Friday, 25 November 2011
The Ides of March
This film title gives an appropriate nod to intrigue and betrayal. Set in the world of the American Democratic Party primaries where candidates contest the party nomination to become the Presidential candidate, it is filled with mind games, crossing and double - even triple crossing and loyalty that goes punished and also unrecognised. It shows politics to be a messy and brutal game. I am happy to leave it to those who are not afraid to sully their hands. The film even ends with words like 'integrity' and 'honesty' filling the air as Steve (Ryan Gosling) seems paralysed as he faces the choice of collusion or whistle-blowing.
This is the second Ryan Gosling film I've seen in two days and I must say the characterisations should have been streets apart - but let me also say his acting style makes Keanu Reeves look multi-dimensional! Directed by and starring George Clooney, with Leonardo DiCaprio as one of the producers, and with Philip Seymour Hoffman (Paul) and Paul Giamatti (Tom), this film was always going one that was well acted and well shot. I particularly liked the way scenes were often lit with pools of darkness and shafts of light to pick up and amplify the themes of honesty and deceit.

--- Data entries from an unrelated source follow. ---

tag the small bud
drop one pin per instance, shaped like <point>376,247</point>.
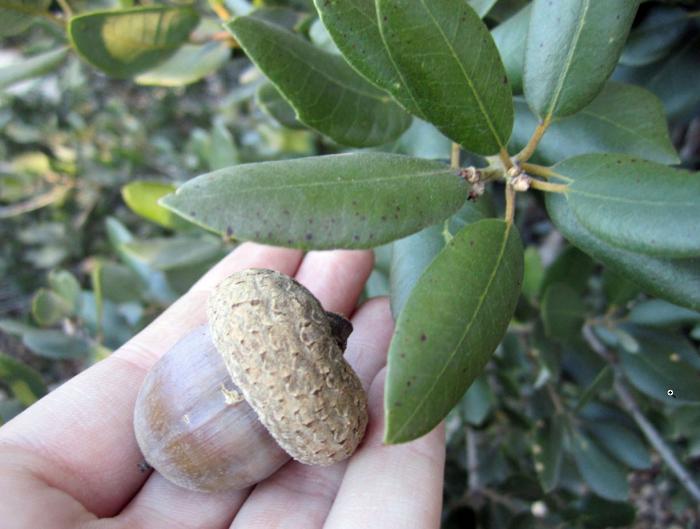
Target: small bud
<point>521,182</point>
<point>478,189</point>
<point>470,174</point>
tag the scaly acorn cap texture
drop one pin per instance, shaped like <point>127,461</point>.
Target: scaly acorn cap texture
<point>278,345</point>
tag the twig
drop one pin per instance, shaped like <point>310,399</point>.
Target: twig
<point>644,424</point>
<point>454,156</point>
<point>548,187</point>
<point>474,484</point>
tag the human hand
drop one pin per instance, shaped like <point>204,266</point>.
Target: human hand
<point>71,460</point>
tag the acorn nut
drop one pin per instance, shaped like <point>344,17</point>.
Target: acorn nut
<point>264,381</point>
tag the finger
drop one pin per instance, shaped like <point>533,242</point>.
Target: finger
<point>392,487</point>
<point>81,434</point>
<point>162,505</point>
<point>276,499</point>
<point>336,278</point>
<point>154,501</point>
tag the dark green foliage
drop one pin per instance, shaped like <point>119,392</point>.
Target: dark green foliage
<point>105,221</point>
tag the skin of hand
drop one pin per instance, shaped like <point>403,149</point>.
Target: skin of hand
<point>70,461</point>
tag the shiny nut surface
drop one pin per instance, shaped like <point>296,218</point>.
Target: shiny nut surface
<point>194,429</point>
<point>277,343</point>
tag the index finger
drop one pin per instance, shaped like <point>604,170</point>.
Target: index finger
<point>80,436</point>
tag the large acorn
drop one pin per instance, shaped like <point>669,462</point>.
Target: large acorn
<point>264,381</point>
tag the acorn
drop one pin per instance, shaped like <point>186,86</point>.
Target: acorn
<point>264,381</point>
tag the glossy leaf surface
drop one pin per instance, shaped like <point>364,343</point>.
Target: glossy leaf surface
<point>510,38</point>
<point>325,92</point>
<point>677,280</point>
<point>451,67</point>
<point>411,255</point>
<point>142,198</point>
<point>189,64</point>
<point>129,42</point>
<point>547,451</point>
<point>354,28</point>
<point>340,201</point>
<point>603,474</point>
<point>665,361</point>
<point>448,330</point>
<point>622,119</point>
<point>572,48</point>
<point>638,205</point>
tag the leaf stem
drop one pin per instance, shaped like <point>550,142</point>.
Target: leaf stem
<point>454,156</point>
<point>547,187</point>
<point>529,149</point>
<point>538,170</point>
<point>644,424</point>
<point>510,203</point>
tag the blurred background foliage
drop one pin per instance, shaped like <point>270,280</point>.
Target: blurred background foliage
<point>542,439</point>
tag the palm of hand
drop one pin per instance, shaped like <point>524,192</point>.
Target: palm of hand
<point>71,460</point>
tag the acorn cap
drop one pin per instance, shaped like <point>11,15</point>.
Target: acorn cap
<point>282,351</point>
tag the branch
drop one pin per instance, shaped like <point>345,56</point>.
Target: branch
<point>630,404</point>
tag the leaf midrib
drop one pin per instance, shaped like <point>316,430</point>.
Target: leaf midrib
<point>325,183</point>
<point>379,97</point>
<point>455,350</point>
<point>467,78</point>
<point>567,64</point>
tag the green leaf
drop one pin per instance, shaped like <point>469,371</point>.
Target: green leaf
<point>276,106</point>
<point>604,475</point>
<point>602,381</point>
<point>128,42</point>
<point>31,67</point>
<point>25,383</point>
<point>117,283</point>
<point>597,513</point>
<point>622,119</point>
<point>659,313</point>
<point>18,15</point>
<point>618,290</point>
<point>477,402</point>
<point>572,267</point>
<point>174,252</point>
<point>654,38</point>
<point>621,443</point>
<point>48,308</point>
<point>142,198</point>
<point>452,322</point>
<point>510,38</point>
<point>547,451</point>
<point>534,273</point>
<point>672,80</point>
<point>634,204</point>
<point>345,20</point>
<point>189,64</point>
<point>572,48</point>
<point>482,7</point>
<point>677,280</point>
<point>665,361</point>
<point>325,92</point>
<point>468,96</point>
<point>340,201</point>
<point>56,345</point>
<point>563,312</point>
<point>411,255</point>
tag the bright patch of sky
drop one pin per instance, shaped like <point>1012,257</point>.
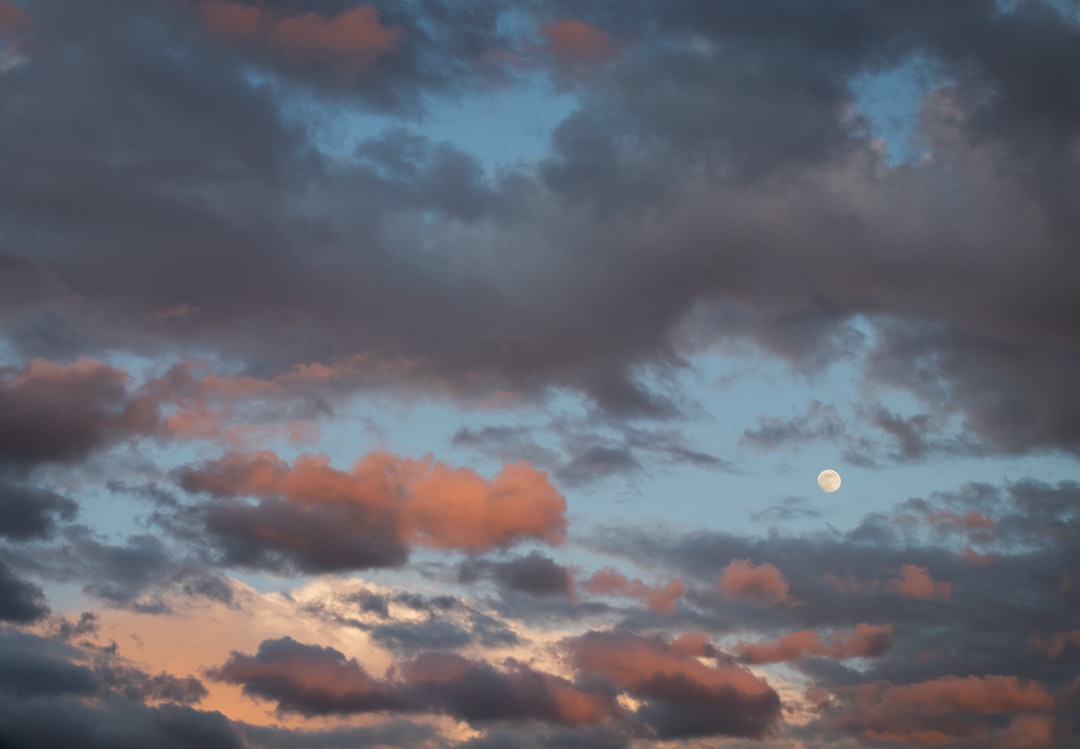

The story turns on Steve's decision not to disclose a meeting he had to his boss Paul. Or does it? The fact that the meeting led to nothing seems inconsequential but not to Paul when he summarily dumps Steve from the team. Steve is bewildered. This comes immediately after Steve has lectured an intern on the rules of political life and told her than when you screw up that's it - game over! Working out exactly whose integrity is compromised is difficult. It is as though hierarchies of integrity are established which play personal integrity off against institutional integrity. An interesting game.
For a brief softer moment the film explores the pain of the choice of whether or not to go through with an abortion to protect integrity. Whose integrity? The poor girl involved - Molly (Evan Rachel Wood) is seen wrestling with the moral and emotional cost of what the system is forcing her to do. A moment of indiscretion can lead to a life-time of guilt and regret. When the right course of action can seem so black and white to some whilst the person at the centre can only see grey is a powerful visualisation of the inner battle that abortion causes for the female (and usually the violated,) party. The fact that Molly wanted to climb the political tree as quickly as possibly is relevant but does it mitigate the choices she felt she faced and the way in which she resolved the conflict? I don't think so.
No-one comes out of this story with any credit - least of all Mike Morris (Clooney) the central political figure. What it does show is how spin doctors ply their trade, work the press and play the long game. As unsavoury as the subject matter is, this is nevertheless a well crafted, acted and delivered film. Well worth the investment of a couple of hours. I'll give it 7.5/10.
After three different cinemas in three days - I'm off on holiday so it may be a while before I post again!